Binary Classification Toolkit¶

Artifact-ML Logo

The artifact-core binary classification toolkit offers a comprehensive suite of artifacts for the evaluation of binary classification experiments.

Usage Sketch¶

from typing import Dict

import pandas as pd

from artifact_core.binary_classification import (
    BinaryClassificationEngine,
    BinaryClassificationPlotType,
    BinaryFeatureSpec
)

true: Dict[str, str] = df_classification_results["true"].to_dict()

predicted: Dict[str, str] = df_classification_results["predicted"].to_dict()

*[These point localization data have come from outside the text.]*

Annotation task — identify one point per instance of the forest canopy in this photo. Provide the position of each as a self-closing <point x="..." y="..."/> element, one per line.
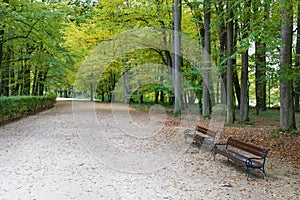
<point x="253" y="45"/>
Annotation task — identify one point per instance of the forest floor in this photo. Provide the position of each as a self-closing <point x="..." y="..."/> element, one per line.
<point x="81" y="150"/>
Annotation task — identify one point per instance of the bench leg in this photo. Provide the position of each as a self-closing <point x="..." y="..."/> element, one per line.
<point x="264" y="172"/>
<point x="248" y="170"/>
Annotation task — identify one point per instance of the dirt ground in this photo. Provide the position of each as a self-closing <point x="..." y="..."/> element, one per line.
<point x="81" y="150"/>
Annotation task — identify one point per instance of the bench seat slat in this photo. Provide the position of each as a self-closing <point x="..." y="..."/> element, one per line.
<point x="258" y="161"/>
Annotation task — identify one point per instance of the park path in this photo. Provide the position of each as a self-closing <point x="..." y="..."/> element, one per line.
<point x="43" y="157"/>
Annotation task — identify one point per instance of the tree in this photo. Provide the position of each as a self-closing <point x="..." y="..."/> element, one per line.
<point x="297" y="64"/>
<point x="244" y="101"/>
<point x="207" y="88"/>
<point x="287" y="114"/>
<point x="229" y="76"/>
<point x="177" y="6"/>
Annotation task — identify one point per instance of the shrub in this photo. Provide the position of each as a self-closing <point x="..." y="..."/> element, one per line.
<point x="17" y="106"/>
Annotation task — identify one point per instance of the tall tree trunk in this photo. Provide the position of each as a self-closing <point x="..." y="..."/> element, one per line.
<point x="229" y="76"/>
<point x="287" y="114"/>
<point x="177" y="5"/>
<point x="1" y="57"/>
<point x="260" y="64"/>
<point x="206" y="71"/>
<point x="236" y="82"/>
<point x="297" y="64"/>
<point x="126" y="87"/>
<point x="244" y="101"/>
<point x="223" y="42"/>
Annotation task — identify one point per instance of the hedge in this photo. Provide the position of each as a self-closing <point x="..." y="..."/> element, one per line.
<point x="18" y="106"/>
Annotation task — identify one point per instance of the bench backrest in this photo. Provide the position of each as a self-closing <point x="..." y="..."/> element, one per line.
<point x="204" y="130"/>
<point x="248" y="147"/>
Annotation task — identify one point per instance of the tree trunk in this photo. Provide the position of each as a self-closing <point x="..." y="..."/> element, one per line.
<point x="229" y="76"/>
<point x="260" y="64"/>
<point x="287" y="114"/>
<point x="244" y="101"/>
<point x="297" y="64"/>
<point x="1" y="57"/>
<point x="223" y="42"/>
<point x="126" y="87"/>
<point x="177" y="5"/>
<point x="207" y="86"/>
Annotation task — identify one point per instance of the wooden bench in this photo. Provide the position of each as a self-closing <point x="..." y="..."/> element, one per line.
<point x="233" y="149"/>
<point x="198" y="138"/>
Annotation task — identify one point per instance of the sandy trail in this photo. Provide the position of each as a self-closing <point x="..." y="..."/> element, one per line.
<point x="45" y="157"/>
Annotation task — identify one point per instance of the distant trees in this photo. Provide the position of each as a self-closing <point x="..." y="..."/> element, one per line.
<point x="287" y="111"/>
<point x="32" y="58"/>
<point x="42" y="44"/>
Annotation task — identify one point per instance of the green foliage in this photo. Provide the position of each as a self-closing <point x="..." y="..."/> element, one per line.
<point x="14" y="107"/>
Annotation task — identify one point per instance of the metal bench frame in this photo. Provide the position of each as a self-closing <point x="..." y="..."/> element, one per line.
<point x="257" y="162"/>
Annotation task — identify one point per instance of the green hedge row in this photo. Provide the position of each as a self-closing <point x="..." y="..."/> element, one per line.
<point x="18" y="106"/>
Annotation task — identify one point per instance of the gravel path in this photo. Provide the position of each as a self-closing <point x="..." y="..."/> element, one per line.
<point x="62" y="154"/>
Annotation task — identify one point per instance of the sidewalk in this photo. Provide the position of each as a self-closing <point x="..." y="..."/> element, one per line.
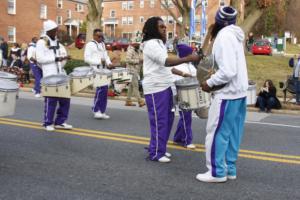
<point x="287" y="108"/>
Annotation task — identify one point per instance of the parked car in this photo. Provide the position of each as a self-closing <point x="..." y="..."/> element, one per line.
<point x="80" y="40"/>
<point x="262" y="47"/>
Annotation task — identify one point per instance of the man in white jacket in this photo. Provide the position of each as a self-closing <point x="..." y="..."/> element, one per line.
<point x="225" y="125"/>
<point x="96" y="55"/>
<point x="50" y="54"/>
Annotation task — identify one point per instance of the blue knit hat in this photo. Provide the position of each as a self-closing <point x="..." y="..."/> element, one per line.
<point x="226" y="15"/>
<point x="184" y="50"/>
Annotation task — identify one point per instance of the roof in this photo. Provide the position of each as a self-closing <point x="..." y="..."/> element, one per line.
<point x="80" y="1"/>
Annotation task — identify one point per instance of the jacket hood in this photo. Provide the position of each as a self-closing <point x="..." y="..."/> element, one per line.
<point x="237" y="31"/>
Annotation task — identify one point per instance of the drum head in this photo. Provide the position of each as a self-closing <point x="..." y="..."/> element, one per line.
<point x="189" y="82"/>
<point x="7" y="85"/>
<point x="55" y="80"/>
<point x="5" y="75"/>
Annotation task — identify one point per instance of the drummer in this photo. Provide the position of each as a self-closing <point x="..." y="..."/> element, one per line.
<point x="36" y="70"/>
<point x="96" y="56"/>
<point x="184" y="135"/>
<point x="157" y="83"/>
<point x="48" y="50"/>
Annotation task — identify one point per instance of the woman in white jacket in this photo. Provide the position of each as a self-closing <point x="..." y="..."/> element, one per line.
<point x="225" y="125"/>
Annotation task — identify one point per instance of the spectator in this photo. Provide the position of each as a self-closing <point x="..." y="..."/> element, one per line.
<point x="4" y="49"/>
<point x="267" y="99"/>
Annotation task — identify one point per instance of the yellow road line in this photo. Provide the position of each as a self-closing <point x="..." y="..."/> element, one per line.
<point x="116" y="136"/>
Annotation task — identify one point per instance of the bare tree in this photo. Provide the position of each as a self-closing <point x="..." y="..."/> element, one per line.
<point x="182" y="9"/>
<point x="94" y="16"/>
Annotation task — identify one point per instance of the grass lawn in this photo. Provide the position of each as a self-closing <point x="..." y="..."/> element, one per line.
<point x="260" y="67"/>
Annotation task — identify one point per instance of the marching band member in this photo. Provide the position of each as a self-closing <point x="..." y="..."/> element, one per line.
<point x="157" y="83"/>
<point x="184" y="135"/>
<point x="226" y="117"/>
<point x="36" y="70"/>
<point x="49" y="54"/>
<point x="96" y="55"/>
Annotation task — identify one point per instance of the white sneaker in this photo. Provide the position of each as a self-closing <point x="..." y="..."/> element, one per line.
<point x="191" y="146"/>
<point x="231" y="177"/>
<point x="105" y="116"/>
<point x="167" y="154"/>
<point x="50" y="128"/>
<point x="208" y="178"/>
<point x="64" y="126"/>
<point x="98" y="115"/>
<point x="164" y="159"/>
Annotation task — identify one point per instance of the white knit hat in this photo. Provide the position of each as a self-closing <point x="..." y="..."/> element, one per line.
<point x="49" y="25"/>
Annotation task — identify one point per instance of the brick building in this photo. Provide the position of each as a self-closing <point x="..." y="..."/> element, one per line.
<point x="20" y="20"/>
<point x="126" y="18"/>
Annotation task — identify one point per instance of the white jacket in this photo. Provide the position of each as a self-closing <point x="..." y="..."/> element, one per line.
<point x="46" y="57"/>
<point x="157" y="77"/>
<point x="94" y="52"/>
<point x="228" y="51"/>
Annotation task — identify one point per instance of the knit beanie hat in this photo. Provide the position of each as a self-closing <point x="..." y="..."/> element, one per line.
<point x="226" y="15"/>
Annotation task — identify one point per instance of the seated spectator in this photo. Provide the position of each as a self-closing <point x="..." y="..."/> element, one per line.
<point x="267" y="99"/>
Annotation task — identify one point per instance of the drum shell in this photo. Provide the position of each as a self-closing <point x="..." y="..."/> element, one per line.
<point x="119" y="73"/>
<point x="101" y="80"/>
<point x="59" y="86"/>
<point x="8" y="98"/>
<point x="80" y="83"/>
<point x="8" y="76"/>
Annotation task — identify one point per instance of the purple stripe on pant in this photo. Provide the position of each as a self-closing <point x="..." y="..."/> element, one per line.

probs_pos: Dict[str, float] = df_classification_results["predicted_prob"].to_dict()

class_spec = BinaryFeatureSpec(
    ls_categories=["0", "1"],
    positive_category="1",
    feature_name="class"
)

engine = BinaryClassificationEngine(resource_spec=class_spec)

score_pdf_plot = engine.produce_classification_plot(
    plot_type=BinaryClassificationPlotType.SCORE_PDF,
    true=true,
    predicted=predicted,
    probs_pos=probs_pos,
)

score_pdf_plot

Score Distribution Artifact

roc_plot = engine.produce_classification_plot(
    plot_type=BinaryClassificationPlotType.ROC_CURVE,
    true=true,
    predicted=predicted,
    probs_pos=probs_pos,
)

roc_plot

ROC Artifact

Supported Artifacts¶

Terminology Note

We refer to the model’s predicted positive probabilities — the continuous output values representing its confidence before thresholding — as scores.

These are not to be confused with metric scores, which are scalar evaluation metrics such as accuracy, precision, recall, or ROC_AUC.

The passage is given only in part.